Most graphics properties participate in the defaults system which can be set in two ways: through default values defined in the object's ancestor and or through default or factory values set from the graphics root (groot). Factory values cannot be changed by the user but users can set their own default values for these graphics properties.
Factory example
The factory value for text and annotation box strings is empty.
get(groot, 'FactoryTextString') % text
ans = 0×0 empty char array
get(groot, 'FactoryTextboxshapeString') % annotation textbox
ans = 1×1 cell array
{0×0 char}
When you define the string of a text object as "factory" it pulls the factory value from the graphics root.
fig = figure('visible','off'); % we don't need to see the figure
h = annotation(gcf,'textbox','String','factory');
h.String
ans = 1×1 cell array
{0×0 char}
Default example
For annotation text boxes, the default string value can be set from the graphics root or from the figure and these two default values do not need to agree. If the default value is defined for the ancestor object, it is preferred by objects sharing that ancestor over the graphics root default value.
set(groot,'defaultTextboxshapeString','grootDefaultString') % Graphics root default
h = annotation(gcf,'textbox','String','default');
h.String
ans = 'grootDefaultString'
set(fig, 'defaultTextboxshapeString', 'figureDefaultString'); % figure default
h = annotation(gcf,'textbox','String','default');
h.String
ans = 'figureDefaultString'
Remove example
When setting default values, the remove keyword removes the default value so that the factory value prevails.
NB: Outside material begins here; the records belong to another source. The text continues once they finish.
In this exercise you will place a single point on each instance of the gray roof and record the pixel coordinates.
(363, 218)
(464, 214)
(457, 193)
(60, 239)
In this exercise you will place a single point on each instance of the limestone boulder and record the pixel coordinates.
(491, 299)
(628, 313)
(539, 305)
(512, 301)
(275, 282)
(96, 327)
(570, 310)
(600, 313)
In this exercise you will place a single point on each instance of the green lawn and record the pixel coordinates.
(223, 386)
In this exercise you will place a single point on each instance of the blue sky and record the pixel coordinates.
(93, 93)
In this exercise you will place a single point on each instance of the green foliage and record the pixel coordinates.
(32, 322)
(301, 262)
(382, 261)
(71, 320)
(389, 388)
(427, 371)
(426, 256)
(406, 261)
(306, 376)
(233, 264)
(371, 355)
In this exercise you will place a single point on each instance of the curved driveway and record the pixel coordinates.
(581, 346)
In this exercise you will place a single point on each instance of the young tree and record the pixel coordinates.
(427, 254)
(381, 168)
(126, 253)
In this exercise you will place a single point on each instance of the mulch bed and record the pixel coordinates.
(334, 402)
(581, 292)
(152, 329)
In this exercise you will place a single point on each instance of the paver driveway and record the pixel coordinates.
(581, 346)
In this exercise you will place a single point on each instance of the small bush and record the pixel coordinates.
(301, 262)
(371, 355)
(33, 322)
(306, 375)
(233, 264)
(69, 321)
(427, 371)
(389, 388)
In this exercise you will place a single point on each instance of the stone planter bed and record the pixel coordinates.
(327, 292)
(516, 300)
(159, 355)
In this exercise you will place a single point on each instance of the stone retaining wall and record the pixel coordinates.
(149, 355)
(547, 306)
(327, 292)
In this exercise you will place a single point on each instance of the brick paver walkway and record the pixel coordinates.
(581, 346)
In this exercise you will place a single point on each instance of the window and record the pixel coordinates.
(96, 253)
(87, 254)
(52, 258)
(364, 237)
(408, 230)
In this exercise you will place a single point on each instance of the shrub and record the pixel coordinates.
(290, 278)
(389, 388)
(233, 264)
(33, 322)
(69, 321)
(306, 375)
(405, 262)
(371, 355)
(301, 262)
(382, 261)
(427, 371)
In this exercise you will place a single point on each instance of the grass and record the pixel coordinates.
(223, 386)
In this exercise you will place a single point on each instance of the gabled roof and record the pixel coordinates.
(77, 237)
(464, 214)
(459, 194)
Continuing from the lines above,
get(groot, 'defaultTextboxshapeString')
ans = 'grootDefaultString'
If we clear it, the default string value returns to the factory value
set(groot, 'defaultTextboxshapeString', 'remove')
get(groot, 'defaultTextboxshapeString')
ans = 1×1 cell array
{0×0 char}
When restore is applied to the annotation box string, it behaves like default.
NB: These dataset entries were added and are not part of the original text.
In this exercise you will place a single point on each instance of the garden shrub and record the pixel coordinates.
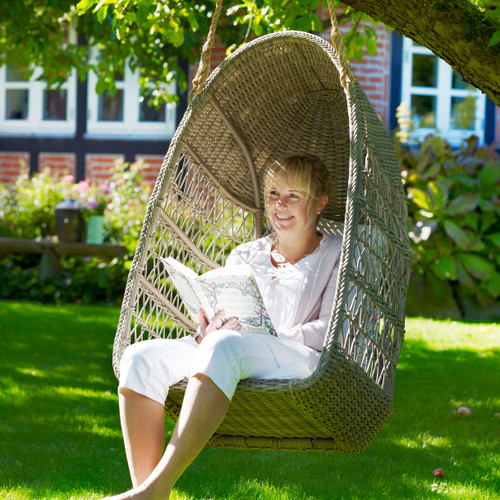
(454, 224)
(27, 210)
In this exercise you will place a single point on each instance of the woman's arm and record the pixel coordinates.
(312, 333)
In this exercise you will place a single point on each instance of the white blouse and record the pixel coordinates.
(298, 298)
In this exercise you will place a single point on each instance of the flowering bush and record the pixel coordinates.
(454, 225)
(27, 210)
(94, 198)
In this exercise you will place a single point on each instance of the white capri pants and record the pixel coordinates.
(226, 356)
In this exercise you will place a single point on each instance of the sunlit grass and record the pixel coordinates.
(60, 436)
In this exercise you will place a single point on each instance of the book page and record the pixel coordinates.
(234, 290)
(182, 278)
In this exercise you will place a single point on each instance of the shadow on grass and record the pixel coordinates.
(60, 434)
(422, 434)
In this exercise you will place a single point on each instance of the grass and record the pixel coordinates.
(60, 436)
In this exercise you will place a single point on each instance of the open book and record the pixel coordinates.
(232, 289)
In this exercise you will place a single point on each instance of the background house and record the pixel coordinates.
(78, 132)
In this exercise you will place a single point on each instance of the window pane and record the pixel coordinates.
(16, 106)
(424, 111)
(111, 107)
(16, 74)
(54, 105)
(424, 70)
(150, 113)
(463, 113)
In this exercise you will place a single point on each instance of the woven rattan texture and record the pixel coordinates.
(277, 96)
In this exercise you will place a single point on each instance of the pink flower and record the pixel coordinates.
(83, 186)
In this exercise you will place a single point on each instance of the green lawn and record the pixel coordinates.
(60, 435)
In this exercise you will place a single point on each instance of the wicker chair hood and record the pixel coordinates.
(277, 96)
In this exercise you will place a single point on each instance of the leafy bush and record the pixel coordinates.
(454, 219)
(27, 206)
(27, 210)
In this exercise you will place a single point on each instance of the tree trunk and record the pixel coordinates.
(453, 29)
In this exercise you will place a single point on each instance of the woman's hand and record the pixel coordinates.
(217, 323)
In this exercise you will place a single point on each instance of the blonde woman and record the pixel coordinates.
(296, 269)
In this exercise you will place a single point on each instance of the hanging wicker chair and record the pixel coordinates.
(283, 94)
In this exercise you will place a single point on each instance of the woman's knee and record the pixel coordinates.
(227, 341)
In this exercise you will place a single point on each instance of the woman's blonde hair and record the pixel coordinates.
(307, 171)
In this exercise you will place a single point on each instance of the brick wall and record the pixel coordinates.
(373, 73)
(60, 164)
(98, 167)
(153, 165)
(11, 164)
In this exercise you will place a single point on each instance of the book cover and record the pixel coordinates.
(232, 289)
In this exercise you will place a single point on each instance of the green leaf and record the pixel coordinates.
(494, 238)
(84, 5)
(463, 276)
(463, 204)
(421, 199)
(439, 192)
(102, 13)
(445, 268)
(477, 266)
(492, 286)
(371, 46)
(494, 39)
(457, 234)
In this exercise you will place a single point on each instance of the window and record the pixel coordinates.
(28, 107)
(439, 100)
(126, 113)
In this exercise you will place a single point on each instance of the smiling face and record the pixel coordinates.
(289, 209)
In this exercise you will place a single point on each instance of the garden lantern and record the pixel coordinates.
(69, 221)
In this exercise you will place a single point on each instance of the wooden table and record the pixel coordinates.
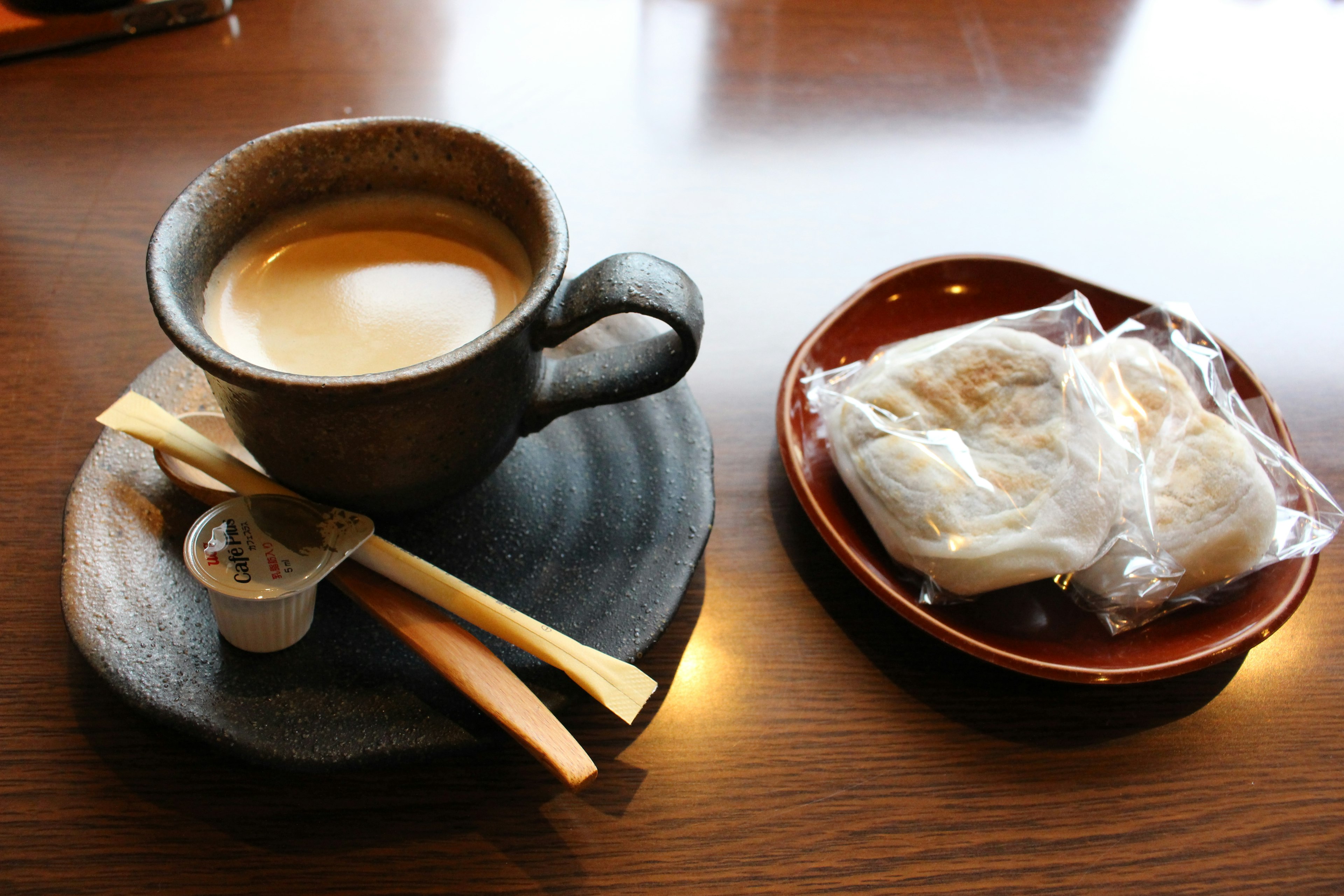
(804, 738)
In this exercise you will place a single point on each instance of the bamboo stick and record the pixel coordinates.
(617, 686)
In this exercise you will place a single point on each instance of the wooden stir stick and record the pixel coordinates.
(455, 653)
(617, 686)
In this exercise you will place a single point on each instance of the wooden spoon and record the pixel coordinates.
(452, 651)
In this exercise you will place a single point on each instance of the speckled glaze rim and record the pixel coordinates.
(193, 206)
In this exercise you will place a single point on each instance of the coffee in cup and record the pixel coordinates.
(405, 437)
(365, 284)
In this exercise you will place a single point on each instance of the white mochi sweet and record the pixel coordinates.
(1214, 507)
(978, 461)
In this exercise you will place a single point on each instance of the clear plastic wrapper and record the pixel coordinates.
(1121, 465)
(988, 456)
(1226, 498)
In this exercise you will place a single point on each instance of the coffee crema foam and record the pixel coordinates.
(365, 284)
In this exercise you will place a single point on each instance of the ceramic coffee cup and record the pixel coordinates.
(397, 441)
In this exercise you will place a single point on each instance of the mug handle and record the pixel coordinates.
(628, 282)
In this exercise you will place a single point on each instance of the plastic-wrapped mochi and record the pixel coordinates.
(978, 458)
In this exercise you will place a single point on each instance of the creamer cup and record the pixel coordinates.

set(fig, 'defaultTextboxshapeString', 'figureDefaultString');
h = annotation(gcf,'textbox','String','remove');
h.String
ans = 'figureDefaultString'
Why?
For why-questions, ask MATLAB
why()
The smart engineer obeyed some tall kid.
  1 commentaire
Adrian Cherry
Adrian Cherry le 25 Mai 2023
Thanks for the comprehensive response - it helps me to understand why those three words. Still pondering on the wisdom of combining functional operations and display text in the one String parameter.